After all the attention given to the stereotype that Asian-American parents put

After all the attention given to the stereotype that Asian-American parents put enormous pressure on their children to succeed – provoked over the winter by Amy Chua’s controversial Battle Hymn of the Tiger Mother – came the indisputable reality this spring that, even if Asian-American students work hard, the doors of top schools were still being slammed shut in many faces.

And parents aren’t happy about it. “The entry barriers are higher for us than for everybody else,” says Chi Chi Wu, one of the organizers of the Brookline Asian American Family Network. “There’s a form of redlining or holding Asian-American students to higher standards than any other group.”

Although Asian-Americans represent less than 5 percent of the US population (and slightly more than 5 percent in Massachusetts), they make up as much as 20 percent of students at many highly selective private research universities – the kind of schools that make it into top 50 national rankings.

Even though the Supreme Court ruled in 2003 that universities can continue to consider race in admissions in the interest of diversity, admissions officers deny they’re screening out Asian-Americans.

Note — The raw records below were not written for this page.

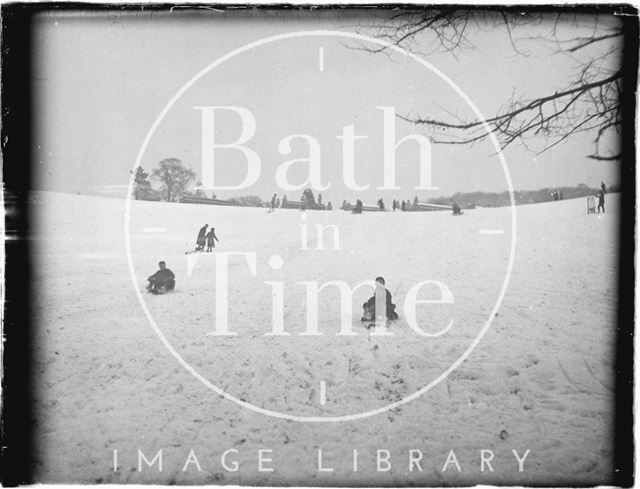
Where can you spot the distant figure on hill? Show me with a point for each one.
(601, 201)
(201, 239)
(369, 307)
(358, 208)
(162, 281)
(211, 239)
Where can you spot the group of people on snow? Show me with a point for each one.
(206, 238)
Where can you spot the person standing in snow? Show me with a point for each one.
(201, 239)
(601, 201)
(369, 307)
(211, 239)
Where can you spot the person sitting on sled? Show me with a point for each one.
(162, 281)
(370, 306)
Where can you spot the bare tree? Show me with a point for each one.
(174, 178)
(590, 101)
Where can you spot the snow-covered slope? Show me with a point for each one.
(541, 378)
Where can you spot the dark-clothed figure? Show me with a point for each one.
(358, 208)
(369, 307)
(211, 239)
(161, 281)
(202, 238)
(601, 200)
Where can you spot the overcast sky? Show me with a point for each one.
(102, 80)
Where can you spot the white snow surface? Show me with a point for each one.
(541, 378)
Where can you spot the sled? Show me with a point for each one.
(160, 291)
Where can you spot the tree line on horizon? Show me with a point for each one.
(175, 181)
(501, 199)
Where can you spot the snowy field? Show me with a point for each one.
(540, 379)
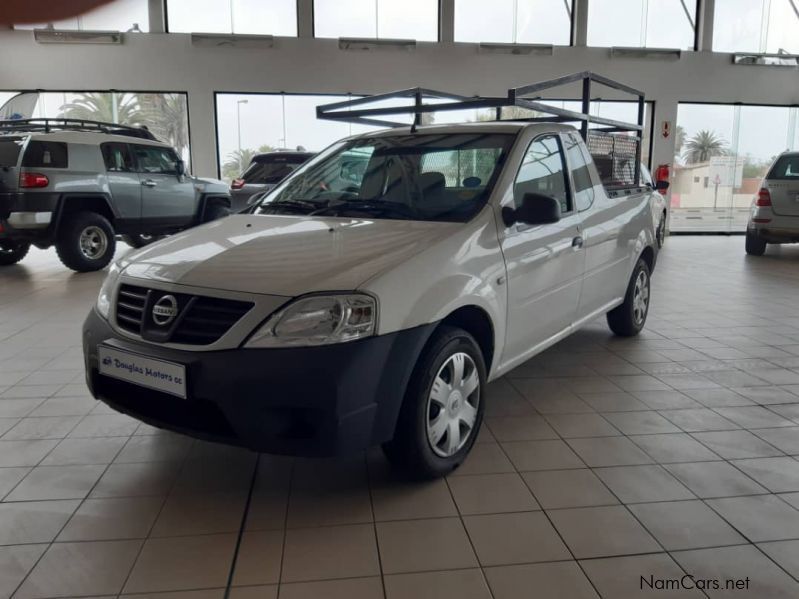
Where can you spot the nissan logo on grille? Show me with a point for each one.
(165, 310)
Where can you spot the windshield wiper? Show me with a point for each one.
(380, 208)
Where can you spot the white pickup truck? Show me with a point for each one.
(354, 308)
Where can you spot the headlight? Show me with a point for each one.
(107, 291)
(319, 320)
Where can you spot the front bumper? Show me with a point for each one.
(310, 401)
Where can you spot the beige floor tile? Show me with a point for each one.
(686, 525)
(542, 455)
(424, 545)
(491, 494)
(401, 500)
(637, 484)
(485, 458)
(200, 514)
(111, 519)
(135, 480)
(602, 532)
(636, 576)
(555, 580)
(453, 584)
(527, 537)
(715, 479)
(330, 552)
(674, 447)
(85, 451)
(352, 588)
(759, 518)
(609, 451)
(259, 558)
(56, 482)
(33, 521)
(745, 563)
(568, 488)
(15, 563)
(76, 569)
(179, 563)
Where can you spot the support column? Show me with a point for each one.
(304, 18)
(704, 25)
(580, 23)
(157, 16)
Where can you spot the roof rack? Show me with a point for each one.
(65, 124)
(617, 150)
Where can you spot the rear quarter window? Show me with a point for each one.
(45, 154)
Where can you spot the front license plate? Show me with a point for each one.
(140, 370)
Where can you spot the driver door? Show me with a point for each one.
(167, 197)
(545, 263)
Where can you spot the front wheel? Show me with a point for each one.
(755, 246)
(85, 242)
(12, 252)
(628, 319)
(443, 407)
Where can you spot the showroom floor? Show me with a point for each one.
(603, 461)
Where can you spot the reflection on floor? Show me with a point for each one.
(603, 461)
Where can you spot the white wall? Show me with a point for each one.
(169, 62)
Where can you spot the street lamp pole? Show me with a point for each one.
(238, 125)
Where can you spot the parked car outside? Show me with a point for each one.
(264, 172)
(78, 184)
(774, 217)
(348, 312)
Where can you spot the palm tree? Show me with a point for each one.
(110, 107)
(703, 146)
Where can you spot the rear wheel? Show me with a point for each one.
(85, 242)
(755, 246)
(12, 252)
(628, 319)
(443, 407)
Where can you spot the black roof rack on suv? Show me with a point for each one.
(64, 124)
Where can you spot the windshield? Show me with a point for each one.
(445, 177)
(273, 170)
(9, 150)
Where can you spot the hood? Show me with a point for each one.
(284, 255)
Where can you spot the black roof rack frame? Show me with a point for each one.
(526, 96)
(64, 124)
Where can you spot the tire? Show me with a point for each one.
(431, 452)
(12, 252)
(85, 242)
(629, 318)
(139, 240)
(661, 232)
(215, 211)
(755, 246)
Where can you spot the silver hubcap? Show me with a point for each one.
(93, 242)
(641, 297)
(452, 405)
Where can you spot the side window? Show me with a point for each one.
(543, 171)
(45, 154)
(118, 158)
(583, 185)
(155, 160)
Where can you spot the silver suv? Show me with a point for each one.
(775, 209)
(78, 184)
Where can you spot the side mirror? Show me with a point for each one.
(536, 209)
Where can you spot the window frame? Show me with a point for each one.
(566, 177)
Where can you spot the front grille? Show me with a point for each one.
(201, 320)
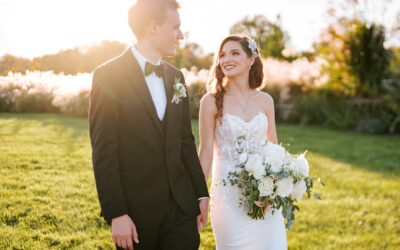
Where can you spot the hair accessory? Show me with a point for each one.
(253, 47)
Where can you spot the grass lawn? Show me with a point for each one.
(48, 197)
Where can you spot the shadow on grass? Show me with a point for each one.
(377, 153)
(77, 126)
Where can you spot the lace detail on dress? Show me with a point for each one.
(226, 133)
(232, 227)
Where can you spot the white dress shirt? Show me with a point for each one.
(154, 83)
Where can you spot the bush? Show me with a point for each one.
(196, 90)
(323, 108)
(34, 102)
(372, 126)
(77, 105)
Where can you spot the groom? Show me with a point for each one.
(150, 184)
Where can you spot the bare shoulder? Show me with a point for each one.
(266, 99)
(207, 103)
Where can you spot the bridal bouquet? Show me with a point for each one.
(271, 177)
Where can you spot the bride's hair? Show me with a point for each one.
(216, 83)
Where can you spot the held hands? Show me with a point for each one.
(123, 231)
(203, 217)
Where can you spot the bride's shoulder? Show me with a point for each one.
(208, 102)
(265, 98)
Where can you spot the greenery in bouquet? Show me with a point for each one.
(270, 177)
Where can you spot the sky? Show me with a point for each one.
(33, 28)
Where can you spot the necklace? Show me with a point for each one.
(243, 107)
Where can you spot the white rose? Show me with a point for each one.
(242, 158)
(302, 165)
(284, 187)
(299, 189)
(259, 172)
(274, 156)
(253, 164)
(266, 186)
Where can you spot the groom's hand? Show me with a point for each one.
(203, 217)
(123, 231)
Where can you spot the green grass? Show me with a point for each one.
(48, 197)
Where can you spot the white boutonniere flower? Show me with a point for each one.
(179, 91)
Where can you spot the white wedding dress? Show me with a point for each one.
(233, 228)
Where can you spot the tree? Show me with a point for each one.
(368, 59)
(14, 64)
(189, 55)
(270, 36)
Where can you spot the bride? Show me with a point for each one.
(233, 107)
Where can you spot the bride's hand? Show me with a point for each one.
(203, 217)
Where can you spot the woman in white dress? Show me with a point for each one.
(234, 106)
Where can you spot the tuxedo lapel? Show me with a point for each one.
(136, 78)
(169, 81)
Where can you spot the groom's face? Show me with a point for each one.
(167, 38)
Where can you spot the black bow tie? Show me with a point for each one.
(150, 68)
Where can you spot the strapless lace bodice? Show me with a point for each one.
(227, 133)
(233, 228)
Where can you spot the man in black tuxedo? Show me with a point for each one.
(150, 184)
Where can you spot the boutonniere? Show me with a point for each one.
(179, 91)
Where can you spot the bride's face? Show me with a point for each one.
(233, 60)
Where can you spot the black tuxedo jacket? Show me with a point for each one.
(138, 164)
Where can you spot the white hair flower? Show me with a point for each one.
(253, 47)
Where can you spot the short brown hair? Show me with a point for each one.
(145, 11)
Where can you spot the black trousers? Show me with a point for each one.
(178, 231)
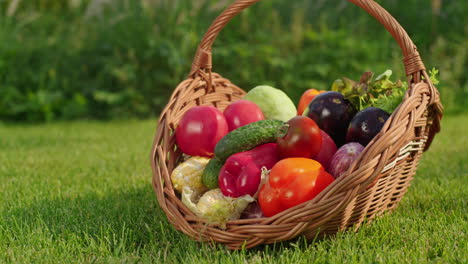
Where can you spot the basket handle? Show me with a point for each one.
(411, 59)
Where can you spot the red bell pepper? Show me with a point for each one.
(291, 182)
(241, 174)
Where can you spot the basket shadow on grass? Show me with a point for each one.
(124, 220)
(131, 220)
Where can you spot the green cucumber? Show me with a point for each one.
(249, 136)
(211, 172)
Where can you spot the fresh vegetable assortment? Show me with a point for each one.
(261, 156)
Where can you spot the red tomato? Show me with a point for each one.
(302, 140)
(241, 113)
(306, 98)
(200, 129)
(292, 181)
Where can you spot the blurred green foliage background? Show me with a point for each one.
(106, 59)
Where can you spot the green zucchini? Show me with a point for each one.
(249, 136)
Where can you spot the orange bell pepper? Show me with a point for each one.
(291, 182)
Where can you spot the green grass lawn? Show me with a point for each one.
(81, 192)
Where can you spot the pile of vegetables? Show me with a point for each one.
(262, 156)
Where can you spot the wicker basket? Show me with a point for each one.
(374, 184)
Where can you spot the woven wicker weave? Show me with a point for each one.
(374, 184)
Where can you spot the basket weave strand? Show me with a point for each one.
(374, 183)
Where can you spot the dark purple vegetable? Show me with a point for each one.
(332, 113)
(253, 210)
(343, 158)
(366, 125)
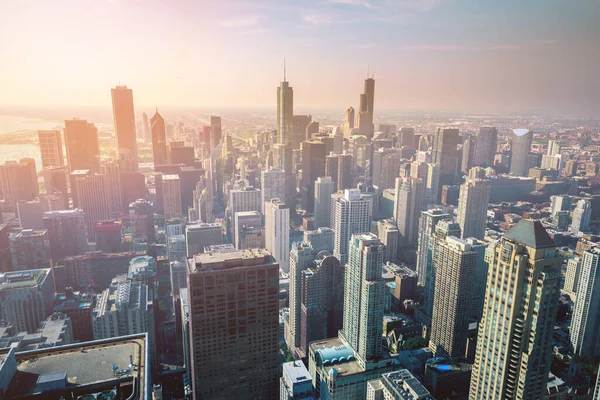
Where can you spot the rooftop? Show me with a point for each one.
(530, 233)
(91, 363)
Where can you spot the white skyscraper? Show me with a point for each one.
(324, 188)
(272, 185)
(277, 232)
(581, 216)
(585, 322)
(473, 202)
(350, 214)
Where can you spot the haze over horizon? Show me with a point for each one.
(424, 54)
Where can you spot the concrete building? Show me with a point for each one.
(67, 233)
(248, 343)
(473, 203)
(277, 232)
(585, 321)
(324, 188)
(171, 196)
(320, 239)
(26, 298)
(350, 214)
(30, 249)
(51, 148)
(198, 236)
(453, 295)
(507, 365)
(520, 144)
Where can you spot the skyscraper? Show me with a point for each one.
(200, 235)
(445, 153)
(581, 216)
(350, 214)
(364, 291)
(83, 148)
(365, 113)
(30, 250)
(313, 166)
(93, 199)
(473, 202)
(124, 120)
(51, 149)
(277, 232)
(159, 139)
(452, 300)
(241, 334)
(585, 322)
(272, 185)
(520, 144)
(485, 146)
(514, 344)
(408, 201)
(171, 196)
(427, 224)
(67, 233)
(324, 188)
(285, 112)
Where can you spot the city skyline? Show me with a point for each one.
(425, 54)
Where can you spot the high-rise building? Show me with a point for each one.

However, in researching their 2009 book No Longer Separate, Not Yet Equal, Princeton sociologist Thomas Espenshade and researcher Alexandria Walton Radford examined data on students applying to college in 1997 and found what looks like different standards for different racial groups. They calculated that Asian-Americans needed nearly perfect SAT scores of 1550 to have the same chance of being accepted at a top private university as whites who scored 1410 and African-Americans who got 1100. Whites were three times, Hispanics six times, and blacks more than 15 times as likely to be accepted at a US university as Asian-Americans.